Duşbükü’nden bildiriyorum

EVET, Duşbükü’nden bildiriyorum...

‘Mevsim normali’ budur zira.

Şimdi siz beni keyif için buradayım zannediyorsunuzdur...

Gündüz şezlongda, gece bar taburesinde...

Oysa hayır!

Ben buralara sorun saptamaya geldim.

Saptayıp size aktarmaya...

Bir nevi ‘inceleme gezisi’.

‘Bize ne Duşbükü’nün sorunlarından!’
diyeceksiniz...

Teessüf ederim!

Memleketin her parçası bizim.

Ben de bilirdim daha keyifli köşelere gitmeyi... Tatilimi oralarda geçirmeyi...

Fakat ne yaptım... Kalktım Duşbükü’ne geldim.

Fedakár Pakize!

Sorumluluk peşimi bırakmıyor.

Bu gazetecilik dediğiniz şey böyle bir şey işte!

Hiçbir zaman gevşeyemezsiniz.

Zaten gevşetmezler de.

Nereye gitseniz ahali rahat vermez.

Politikacıya bile ‘Sağlığınıza duacıyız’ derler de gazeteciden ha bire iş beklerler.
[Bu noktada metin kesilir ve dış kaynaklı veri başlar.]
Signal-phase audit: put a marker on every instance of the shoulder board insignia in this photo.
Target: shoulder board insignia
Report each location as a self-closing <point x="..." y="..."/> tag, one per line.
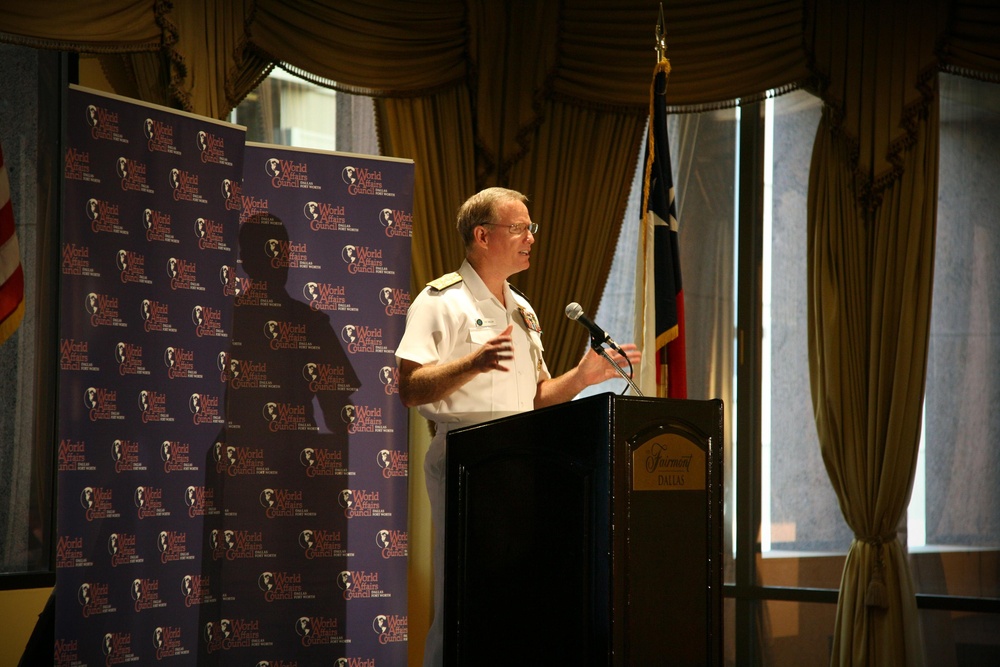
<point x="518" y="292"/>
<point x="444" y="281"/>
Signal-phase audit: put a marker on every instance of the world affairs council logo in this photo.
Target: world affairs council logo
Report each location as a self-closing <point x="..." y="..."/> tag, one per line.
<point x="319" y="630"/>
<point x="326" y="216"/>
<point x="396" y="222"/>
<point x="390" y="628"/>
<point x="392" y="543"/>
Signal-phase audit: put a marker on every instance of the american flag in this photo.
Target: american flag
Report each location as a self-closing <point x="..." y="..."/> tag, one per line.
<point x="11" y="273"/>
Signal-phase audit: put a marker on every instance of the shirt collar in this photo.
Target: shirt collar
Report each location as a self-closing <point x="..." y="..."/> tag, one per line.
<point x="479" y="290"/>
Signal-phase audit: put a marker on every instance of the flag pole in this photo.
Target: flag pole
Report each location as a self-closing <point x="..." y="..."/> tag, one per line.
<point x="661" y="37"/>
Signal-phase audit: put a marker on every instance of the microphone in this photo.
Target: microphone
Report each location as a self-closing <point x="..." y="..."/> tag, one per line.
<point x="574" y="311"/>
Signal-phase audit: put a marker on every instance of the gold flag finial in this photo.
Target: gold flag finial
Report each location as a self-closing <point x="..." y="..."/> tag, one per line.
<point x="661" y="37"/>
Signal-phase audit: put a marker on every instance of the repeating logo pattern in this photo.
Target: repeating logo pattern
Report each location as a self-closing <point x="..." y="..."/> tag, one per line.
<point x="227" y="406"/>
Dağın başına çıksanız çobanın biri gelir bulur sizi...

Yazmanızla şıp diye çözülecek bir derdi vardır mutlaka.

* * *

Uzatmayayım, Duşbükü’nden bildiriyorum.

Vallahi gözünüz kalmasın, tatilime nazar değmesin, keyif çattığım belli olmasın diye söylemiyorum hakikaten çok sorun var!

Bir kere çok dar burası...

Hani çişe bile grup halinde gidenlerdenseniz olmaz!

Yalnızlığı seven nesli tükenmişlerden olacaksınız.

İkincisi, teşhir imkánı sunmuyor insana...

Hevesle düzdüğünüz ‘plaj gardırobu’nuz elinizde kalır, söyleyeyim.

Hayır siz yine isterseniz pareonuzu bağlayın, taşlı topuklu terliklerinizin üstüne çıkın, halhalınızı takın da... Bir gören olursa gıpta etmez, Balıklı Rum’dan ambulans çağırır ancak, bunu da söyleyeyim.

Sonra ufuk yok burada...

‘Sabunluk’tan ‘süngerlik’e çeviriyorsunuz gözünüzü... Görüp göreceğiniz bu!

‘‘Sabunluk’ nerede, ‘gümüşlük’ün oralarda mı?’ diye soranlarınız olacaktır mutlaka...

Bunu sıcaklara yoracağım, söz!

Siz de benim saçmalamalarım için aynı şeyi yapın lütfen!

Ama ben sıcaktan şikáyet edemem.

‘Sıcaklarla aranız nasıl?’ şeklindeki, dünyanın en anlamlı sorusunu sordu geçenlerde bir taksi şoförü...

Katiyen beklediği cevabı vermedim. Sözüm var zira şikáyet etmemeye... İzmir’in sıcaklarından sonra İstanbul’da sıcaktan yakınmayı şımarıklık saydığımdan...

Aslında soruya muhatap olduğum sırada kaynama noktasına erişmeme tahminen iki derece falan kalmıştı.

Sahi insanın kaynama noktası kaç derecedir acaba?

Yok ama... Şikáyet etmeyeceğim.

Beynimin sulanması sıcaktan değil.

Su aldı benimkisi.

İnsan kısmı 24 saat tepesinden şar şar su akar şekilde yaşamaya programlanmamıştır herhalde...

Olacağı buydu...

Sulanmasa bile yaydı kendini, farkındayım.

MIŞ-MUŞ

Ankara-Paris gerginmiş.

Hayırlısıyla Sümeyye’yi baş göz etsek, Chirac’ı da nikáh şahidi yapsak gevşer mi acaba?

4x4 cipleri erkekler özgüven eksikliğinden alıyormuş.

Cipe değil kadınlara şükretsinler! Ya ‘cipe tav’ kadınlar olmasaydı?